What’s with Ellis, anyway? What’s his angle? We know he drinks beer on hipster roofs in Brooklyn and weaseled his way into a job via tenuous connections (i.e. every twentysomething in New York). But there is something so sinister in his playing gay for Tom, and his blatant thievery of intellectual property. His robotic manner around the apartment made his “You should be careful about what you say next” speech to Jules all the more creepy. Is Ellis a sociopath, guys? I think he might be.
What else happened? Oh yes, Karen went home to wallow in Iowa, which apparently is a mash-up of Pleasantville and Nashville. Her British boyfriend offered to bankroll her life on a city employee salary (haha) but only after getting in an upsetting possessive spat with her boss. Karen seemed to roll with it, but boyfriends are not supposed to pop in at business meetings. Ivy is insecure about Derek, because of course she is. Eileen threw many martinis at her husband, who seems to be everywhere, because in Eileen’s New York there are only two restaurants. Joe DiMaggio has a kid and family that I suppose we have to care about, if only because Julia is going to make that wife wish she’d never thought “marriage is a good thing.”
“Grenade” 1.5 Jazz Hands
Never, ever make a Bruno Mars musical. The LaMama theater needs to reclaim its besmirched name.

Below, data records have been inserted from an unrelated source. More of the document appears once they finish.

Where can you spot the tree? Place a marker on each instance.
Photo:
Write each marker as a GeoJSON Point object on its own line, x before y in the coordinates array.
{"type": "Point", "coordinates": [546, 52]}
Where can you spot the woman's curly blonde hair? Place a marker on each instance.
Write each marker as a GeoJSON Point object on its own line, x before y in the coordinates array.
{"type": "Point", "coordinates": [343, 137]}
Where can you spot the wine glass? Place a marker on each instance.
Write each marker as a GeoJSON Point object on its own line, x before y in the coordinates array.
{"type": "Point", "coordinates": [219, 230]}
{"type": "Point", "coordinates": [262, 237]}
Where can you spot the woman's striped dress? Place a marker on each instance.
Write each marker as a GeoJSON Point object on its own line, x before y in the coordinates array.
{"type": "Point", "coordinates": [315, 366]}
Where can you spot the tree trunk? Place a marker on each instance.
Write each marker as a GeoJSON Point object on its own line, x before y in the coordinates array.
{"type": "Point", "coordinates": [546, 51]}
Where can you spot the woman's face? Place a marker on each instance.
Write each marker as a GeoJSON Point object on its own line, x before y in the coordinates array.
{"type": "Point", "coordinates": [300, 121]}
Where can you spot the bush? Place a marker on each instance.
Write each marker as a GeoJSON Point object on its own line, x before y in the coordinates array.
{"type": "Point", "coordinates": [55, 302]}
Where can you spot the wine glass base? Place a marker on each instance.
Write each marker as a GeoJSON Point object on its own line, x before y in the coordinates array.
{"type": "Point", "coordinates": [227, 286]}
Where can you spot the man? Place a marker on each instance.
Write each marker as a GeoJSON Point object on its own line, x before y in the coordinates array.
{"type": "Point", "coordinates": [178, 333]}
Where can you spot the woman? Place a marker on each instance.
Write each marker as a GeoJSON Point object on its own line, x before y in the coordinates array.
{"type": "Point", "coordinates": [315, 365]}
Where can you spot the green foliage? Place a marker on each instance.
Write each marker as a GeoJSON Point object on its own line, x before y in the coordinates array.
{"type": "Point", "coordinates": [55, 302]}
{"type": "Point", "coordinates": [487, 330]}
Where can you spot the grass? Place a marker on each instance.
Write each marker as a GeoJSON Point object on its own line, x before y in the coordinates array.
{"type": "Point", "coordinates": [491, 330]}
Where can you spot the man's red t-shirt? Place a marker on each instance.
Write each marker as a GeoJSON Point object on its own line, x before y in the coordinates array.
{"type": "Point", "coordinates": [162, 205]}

“Redneck Woman” 2 Jazz Hands
Karen: “I’m so shy, don’t make me do this! Oh, I have to do it? I guess I’ll just get everyone in this whole bar to love me and clap along! Because that is realistically what happens in karaoke, you see. No one ever hates the girl visiting from Broadway who belts an old country hit like it’s her audition for ‘The Voice.’ In small towns just they love this!”
“Mr. and Mrs. Smith” 2.5 Jazz Hands
Good concept, bad execution. What should’ve felt special felt twee. It was only missing a ukulele.